Prospect has an exciting new set of features and functions that have emerged out of our work with faculty research in the Digital Innovation Lab in the last few months of 2016. This feature set centers around what Prospect’s developer, Dr. Michael Newton, calls “Qualified Relationships.” This new feature set brings a new way of describing relationships in Prospect’s existing data structures, a new set of visualizations and a new Filter. Prospect is the first general purpose and reconfigurable data platform to offer this feature set.
Prospect has had the ability to form relationships between data entities (via the “Pointer” data type) since it was created. Using a Pointer Attribute value you can, for example, create a relationship between two entities so that, for example, the Record describing “Jack” can point via a “Spouse” Attribute to “Jill” and thus assert that the two are married. And this relationship can be represented graphically on a number of Prospect’s visualizations.

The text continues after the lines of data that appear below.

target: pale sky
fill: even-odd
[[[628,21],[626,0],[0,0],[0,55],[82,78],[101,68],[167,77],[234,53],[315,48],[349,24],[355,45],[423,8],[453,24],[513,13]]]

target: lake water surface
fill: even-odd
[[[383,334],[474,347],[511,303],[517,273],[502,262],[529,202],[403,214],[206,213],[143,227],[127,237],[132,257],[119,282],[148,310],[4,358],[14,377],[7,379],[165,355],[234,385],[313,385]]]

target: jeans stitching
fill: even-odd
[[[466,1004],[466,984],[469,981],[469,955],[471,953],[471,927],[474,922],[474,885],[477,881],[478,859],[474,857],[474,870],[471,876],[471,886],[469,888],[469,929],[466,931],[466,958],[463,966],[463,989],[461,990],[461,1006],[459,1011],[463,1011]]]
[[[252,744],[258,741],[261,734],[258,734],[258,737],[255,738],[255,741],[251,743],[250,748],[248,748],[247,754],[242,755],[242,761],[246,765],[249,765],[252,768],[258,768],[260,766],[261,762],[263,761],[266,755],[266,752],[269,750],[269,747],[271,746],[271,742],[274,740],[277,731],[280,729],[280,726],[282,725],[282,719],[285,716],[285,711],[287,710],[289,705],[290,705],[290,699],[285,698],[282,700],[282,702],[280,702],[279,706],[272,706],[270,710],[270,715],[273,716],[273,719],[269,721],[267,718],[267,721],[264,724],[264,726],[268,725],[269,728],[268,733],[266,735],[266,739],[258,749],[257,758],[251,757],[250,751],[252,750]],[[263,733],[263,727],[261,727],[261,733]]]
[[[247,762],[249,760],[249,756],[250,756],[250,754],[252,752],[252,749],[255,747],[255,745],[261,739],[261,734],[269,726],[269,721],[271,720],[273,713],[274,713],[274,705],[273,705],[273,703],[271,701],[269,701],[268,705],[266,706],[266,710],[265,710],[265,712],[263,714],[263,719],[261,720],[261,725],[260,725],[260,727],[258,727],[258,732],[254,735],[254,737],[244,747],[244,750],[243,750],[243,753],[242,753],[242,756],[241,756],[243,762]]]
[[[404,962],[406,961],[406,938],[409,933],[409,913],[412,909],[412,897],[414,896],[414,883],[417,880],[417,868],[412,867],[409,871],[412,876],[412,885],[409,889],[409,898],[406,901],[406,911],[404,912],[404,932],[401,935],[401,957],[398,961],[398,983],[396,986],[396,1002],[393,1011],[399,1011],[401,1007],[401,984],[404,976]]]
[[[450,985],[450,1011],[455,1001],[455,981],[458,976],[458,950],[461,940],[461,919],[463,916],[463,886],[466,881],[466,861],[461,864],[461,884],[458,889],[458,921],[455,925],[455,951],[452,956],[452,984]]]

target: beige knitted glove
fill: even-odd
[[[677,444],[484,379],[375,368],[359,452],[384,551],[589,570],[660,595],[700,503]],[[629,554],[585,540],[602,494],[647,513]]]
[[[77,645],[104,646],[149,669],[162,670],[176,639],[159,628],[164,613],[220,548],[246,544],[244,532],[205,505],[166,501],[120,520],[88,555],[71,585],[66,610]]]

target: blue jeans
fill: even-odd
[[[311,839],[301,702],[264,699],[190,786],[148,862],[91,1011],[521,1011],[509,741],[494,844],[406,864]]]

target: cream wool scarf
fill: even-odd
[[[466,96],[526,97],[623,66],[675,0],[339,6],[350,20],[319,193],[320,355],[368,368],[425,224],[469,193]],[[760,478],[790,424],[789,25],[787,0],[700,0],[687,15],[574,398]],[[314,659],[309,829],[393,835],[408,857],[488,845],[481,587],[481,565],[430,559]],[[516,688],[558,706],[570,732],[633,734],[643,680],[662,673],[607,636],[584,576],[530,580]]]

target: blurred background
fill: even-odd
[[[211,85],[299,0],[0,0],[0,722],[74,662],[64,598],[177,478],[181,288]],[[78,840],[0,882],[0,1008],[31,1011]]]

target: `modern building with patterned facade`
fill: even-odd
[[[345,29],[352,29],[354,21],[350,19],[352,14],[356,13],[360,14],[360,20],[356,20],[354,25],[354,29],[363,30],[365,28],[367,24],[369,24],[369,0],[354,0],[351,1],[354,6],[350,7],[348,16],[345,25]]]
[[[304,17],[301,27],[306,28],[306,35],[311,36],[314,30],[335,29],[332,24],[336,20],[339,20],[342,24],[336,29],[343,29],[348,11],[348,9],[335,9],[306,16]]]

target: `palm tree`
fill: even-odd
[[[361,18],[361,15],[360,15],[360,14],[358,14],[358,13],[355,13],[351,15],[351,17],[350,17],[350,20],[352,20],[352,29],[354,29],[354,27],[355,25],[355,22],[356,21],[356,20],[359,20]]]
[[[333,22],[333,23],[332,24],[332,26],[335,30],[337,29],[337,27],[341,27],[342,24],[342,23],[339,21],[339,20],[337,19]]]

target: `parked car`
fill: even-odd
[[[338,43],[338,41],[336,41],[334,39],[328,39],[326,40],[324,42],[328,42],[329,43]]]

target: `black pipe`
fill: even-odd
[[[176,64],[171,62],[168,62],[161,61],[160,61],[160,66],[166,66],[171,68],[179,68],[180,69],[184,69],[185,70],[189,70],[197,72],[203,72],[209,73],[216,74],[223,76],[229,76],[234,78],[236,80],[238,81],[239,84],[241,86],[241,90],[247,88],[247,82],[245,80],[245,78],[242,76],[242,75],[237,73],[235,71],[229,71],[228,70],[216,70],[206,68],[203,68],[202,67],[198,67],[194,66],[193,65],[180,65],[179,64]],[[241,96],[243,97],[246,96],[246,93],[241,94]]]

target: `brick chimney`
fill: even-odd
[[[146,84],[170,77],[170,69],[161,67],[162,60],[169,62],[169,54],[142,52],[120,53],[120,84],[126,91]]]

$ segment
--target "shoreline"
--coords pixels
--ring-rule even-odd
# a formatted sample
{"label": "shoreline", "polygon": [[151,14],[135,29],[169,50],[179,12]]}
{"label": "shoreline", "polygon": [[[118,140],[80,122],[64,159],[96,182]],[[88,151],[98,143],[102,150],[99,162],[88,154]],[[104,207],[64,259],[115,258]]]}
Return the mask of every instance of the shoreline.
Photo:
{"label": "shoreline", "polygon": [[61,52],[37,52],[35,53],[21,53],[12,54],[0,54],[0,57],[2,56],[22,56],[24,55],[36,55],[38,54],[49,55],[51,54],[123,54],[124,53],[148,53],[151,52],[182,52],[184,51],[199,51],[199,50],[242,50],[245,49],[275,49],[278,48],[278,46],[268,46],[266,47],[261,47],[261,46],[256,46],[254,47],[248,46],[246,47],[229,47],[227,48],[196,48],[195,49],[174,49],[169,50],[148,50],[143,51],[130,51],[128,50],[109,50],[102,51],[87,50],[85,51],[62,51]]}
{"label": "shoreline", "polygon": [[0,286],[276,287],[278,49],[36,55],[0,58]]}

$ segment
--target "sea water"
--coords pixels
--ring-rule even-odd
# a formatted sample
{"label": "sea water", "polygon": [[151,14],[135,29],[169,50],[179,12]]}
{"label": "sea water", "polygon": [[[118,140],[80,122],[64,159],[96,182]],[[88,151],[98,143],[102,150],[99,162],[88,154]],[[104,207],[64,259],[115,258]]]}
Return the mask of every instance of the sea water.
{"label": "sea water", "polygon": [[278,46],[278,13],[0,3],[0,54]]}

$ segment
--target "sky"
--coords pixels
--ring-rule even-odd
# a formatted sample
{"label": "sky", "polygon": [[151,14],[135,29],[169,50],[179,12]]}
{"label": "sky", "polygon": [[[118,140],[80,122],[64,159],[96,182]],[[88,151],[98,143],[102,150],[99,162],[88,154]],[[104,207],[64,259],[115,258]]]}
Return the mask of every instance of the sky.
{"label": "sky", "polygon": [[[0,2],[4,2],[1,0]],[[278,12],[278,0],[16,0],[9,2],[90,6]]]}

This data architecture, however, is severely limited, especially when a scholar wants to represent the very messy relationships that happen in the real world. For example, Jack and Jill may have been married for some period of time before marrying other people; if we hope for our data to allow us to see and understand the “tangled web we weave” over time and space, those relationships need further parameters to describe what kind of relationships they were, when they happened, what roles people assumed in them, where they happened, and so on.
This is the purpose of Qualified Relationships: to model and visualize the nuances, conditions and contingencies that are aspects of relationships, not least in the realm of the humanities. Qualified Relationships exploit and are built with Prospect’s powerful pre-existing data model (Attributes, Templates, and Records); Exhibits that wish to show them need a little extra configuration to do so, but once this is done, a versatile filter and innovative set of visualizations is ready to allow you to explore them, namely:
A Network Graph specifically made to deal with Qualified Relationships (such as this network of NBA players and the teams for which they’ve played over time).
A Map specifically made to handle the spatial aspect of Qualified Relationships.
An “Ego-Graph” which allows you to explore the relationship associations of the entity you choose, with from 1 to 6 degrees of separation (such as this view of the characters of “Romeo and Juliet,” focusing on Juliet in the central “ego” position).
A Time Rings view which allows you to display any given entity’s relationships over time (such as this view of the characters of “Romeo and Juliet” over the six days of the play’s timeline, focusing on Romeo in the central “ego” position).
A special Relationships and Roles Filter allows you to remove particular types of QRs from the current display, based on Relationship Type and Roles.